Wpis z mikrobloga

@diagnoza-przegryw: Wyjdź do ludzi, tymczasem ja
-chodziłem do szkoły
-byłem na studiach
-chodzę na siłownię ponad 2 miesiące
-ponad miesiąc na kółku zainteresowań
-chodzenie po okolicy w mieście

I jakoś nic z tego nie dało mi znajomych xD. Chciałem iść na juwenalia to spytałem normików na wykopie czy w takim razie w ogóle warto to się dowiedziałem, że tam też nie poznam ludzi xD. Świetne te wychodzenie do ludzi kuhwa.
@diagnoza-przegryw: no i to dziala. Masz jakies hobby? Muzyke ktorej sluchasz? Idz na maly koncert, z afterem i dosc szybko kogos poznasz(jak nie jestes abstynentem). Jak hobby to sa kluby(czy to sport, czy turystyka(chocby organizowana przez pttk etc), czy fantastyka). Albo zacznij jezdzic na rowerze, tez sa lokalne grupy fb gdzie po prostu sie oglaszaja i spotykaja.

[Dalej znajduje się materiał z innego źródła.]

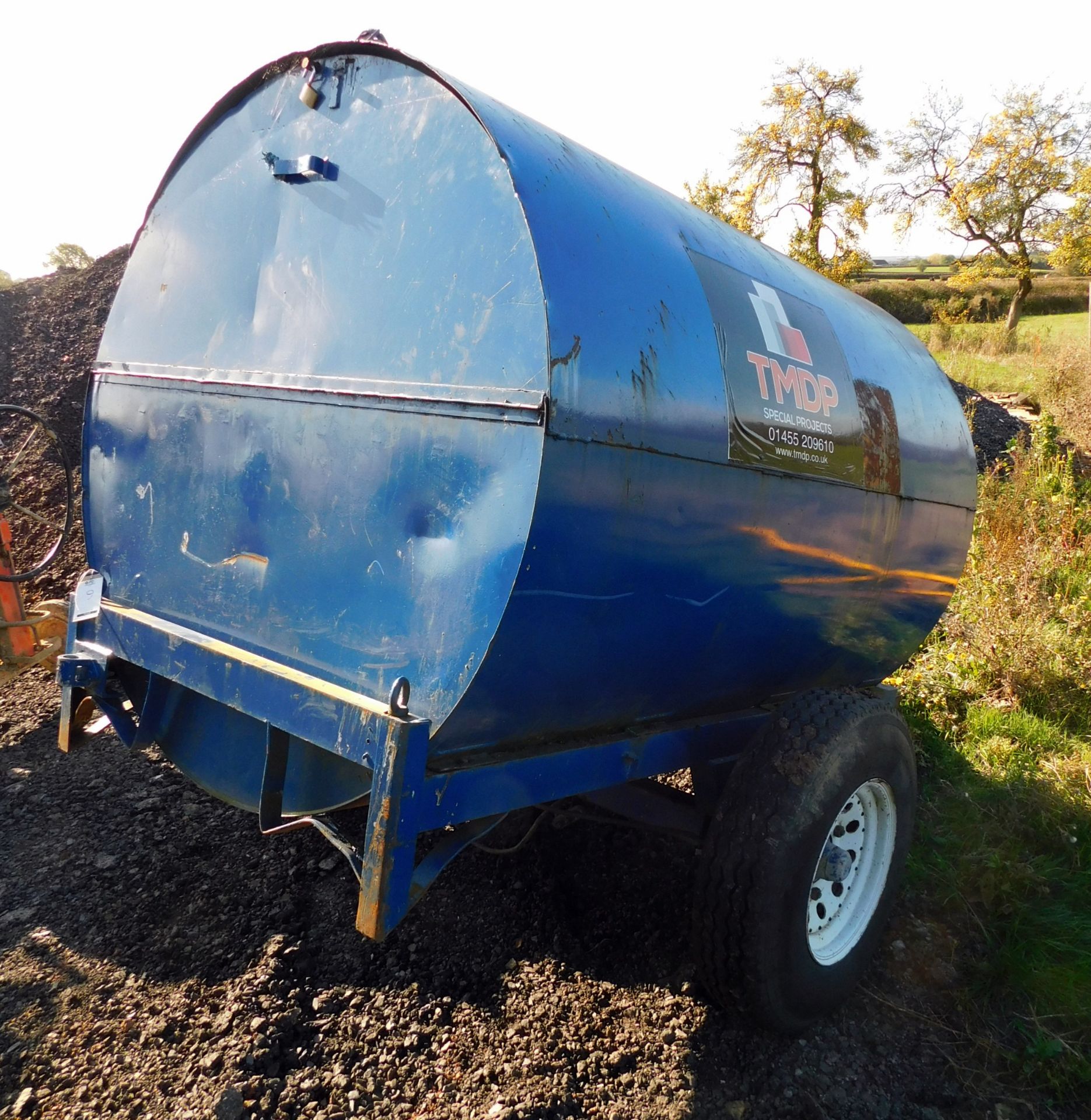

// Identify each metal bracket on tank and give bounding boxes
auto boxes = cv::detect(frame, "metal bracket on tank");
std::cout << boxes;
[258,723,364,886]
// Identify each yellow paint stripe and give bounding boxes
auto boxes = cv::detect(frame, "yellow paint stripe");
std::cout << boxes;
[739,525,959,587]
[102,599,390,716]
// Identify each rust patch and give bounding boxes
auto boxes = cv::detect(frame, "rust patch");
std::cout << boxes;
[630,346,659,403]
[549,335,579,373]
[852,381,902,494]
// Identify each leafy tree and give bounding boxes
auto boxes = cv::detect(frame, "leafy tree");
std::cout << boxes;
[686,62,878,284]
[1050,161,1091,275]
[682,172,762,237]
[45,241,94,269]
[884,89,1091,330]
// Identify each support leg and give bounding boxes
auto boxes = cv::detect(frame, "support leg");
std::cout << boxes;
[356,722,428,941]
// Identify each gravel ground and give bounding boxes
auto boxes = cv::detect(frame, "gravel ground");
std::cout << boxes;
[947,379,1030,475]
[0,671,1018,1120]
[0,256,1066,1120]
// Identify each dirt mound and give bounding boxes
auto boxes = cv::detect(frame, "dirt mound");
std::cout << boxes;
[947,377,1030,475]
[0,247,129,601]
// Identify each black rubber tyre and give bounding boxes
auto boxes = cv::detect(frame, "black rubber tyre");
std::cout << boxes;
[693,690,916,1034]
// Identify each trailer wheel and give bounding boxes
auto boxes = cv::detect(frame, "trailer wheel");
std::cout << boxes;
[693,690,916,1032]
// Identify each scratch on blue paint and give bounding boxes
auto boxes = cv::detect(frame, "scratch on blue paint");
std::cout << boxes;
[513,592,637,603]
[666,583,732,607]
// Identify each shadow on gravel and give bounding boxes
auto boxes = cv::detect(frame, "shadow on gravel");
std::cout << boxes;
[0,696,981,1118]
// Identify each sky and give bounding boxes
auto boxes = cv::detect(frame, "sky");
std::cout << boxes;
[0,0,1091,276]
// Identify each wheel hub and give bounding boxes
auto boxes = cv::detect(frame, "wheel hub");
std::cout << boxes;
[806,778,897,964]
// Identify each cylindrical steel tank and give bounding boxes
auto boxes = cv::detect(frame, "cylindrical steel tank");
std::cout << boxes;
[84,44,975,810]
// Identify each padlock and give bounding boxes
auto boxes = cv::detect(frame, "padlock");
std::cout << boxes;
[299,58,321,108]
[299,82,318,108]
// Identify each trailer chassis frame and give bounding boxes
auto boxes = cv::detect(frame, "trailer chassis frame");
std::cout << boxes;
[57,596,768,941]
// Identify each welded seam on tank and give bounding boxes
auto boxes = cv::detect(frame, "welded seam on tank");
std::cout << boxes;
[546,429,974,513]
[94,368,546,427]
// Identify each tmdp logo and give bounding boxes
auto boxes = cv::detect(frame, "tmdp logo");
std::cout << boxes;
[746,280,838,416]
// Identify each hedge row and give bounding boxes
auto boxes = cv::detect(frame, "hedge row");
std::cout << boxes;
[852,276,1087,323]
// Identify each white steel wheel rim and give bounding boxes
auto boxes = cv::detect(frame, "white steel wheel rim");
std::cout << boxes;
[806,777,897,965]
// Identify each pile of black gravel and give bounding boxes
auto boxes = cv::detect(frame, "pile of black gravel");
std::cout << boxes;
[0,247,129,601]
[947,377,1030,475]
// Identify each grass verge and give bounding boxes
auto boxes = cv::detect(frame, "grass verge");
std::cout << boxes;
[893,416,1091,1098]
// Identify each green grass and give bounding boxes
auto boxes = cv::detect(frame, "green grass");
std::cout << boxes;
[906,313,1087,403]
[893,418,1091,1098]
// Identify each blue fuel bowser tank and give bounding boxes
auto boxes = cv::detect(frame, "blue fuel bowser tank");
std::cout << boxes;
[60,43,975,1027]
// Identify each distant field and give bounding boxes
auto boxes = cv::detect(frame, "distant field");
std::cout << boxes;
[906,312,1087,400]
[861,264,1050,280]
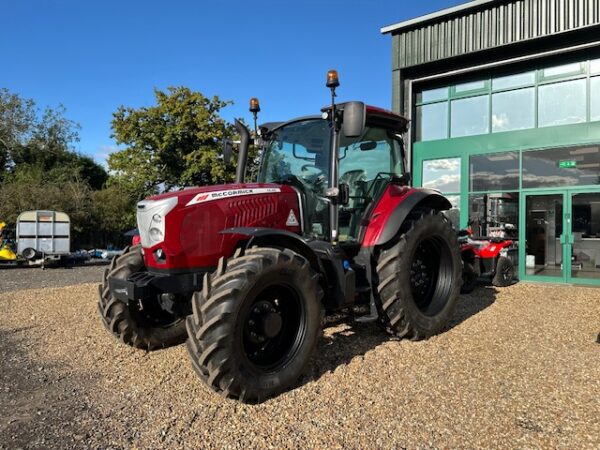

Opcja jest tez organizacja pozarzadowa i wolontariat. Tez masz gwarancje poznania innych ludzi.
@Aster1981: No nie działa. Chodzę na siłownię i nikogo nie poznałem. Na kółko zainteresowań też i nic. Chciałem iść w góry z kimś to patrzę na grupy na FB i sami o wiele starsi ludzie, żadnych 20+. Robię origami i nic, bo w Polsce nie istnieje ta społeczność. Na muzyce się nie znam, a nie wiem jakie zespoły miałbym słuchać, żeby była szansa, że będą z tego eventy i spotkam kogoś.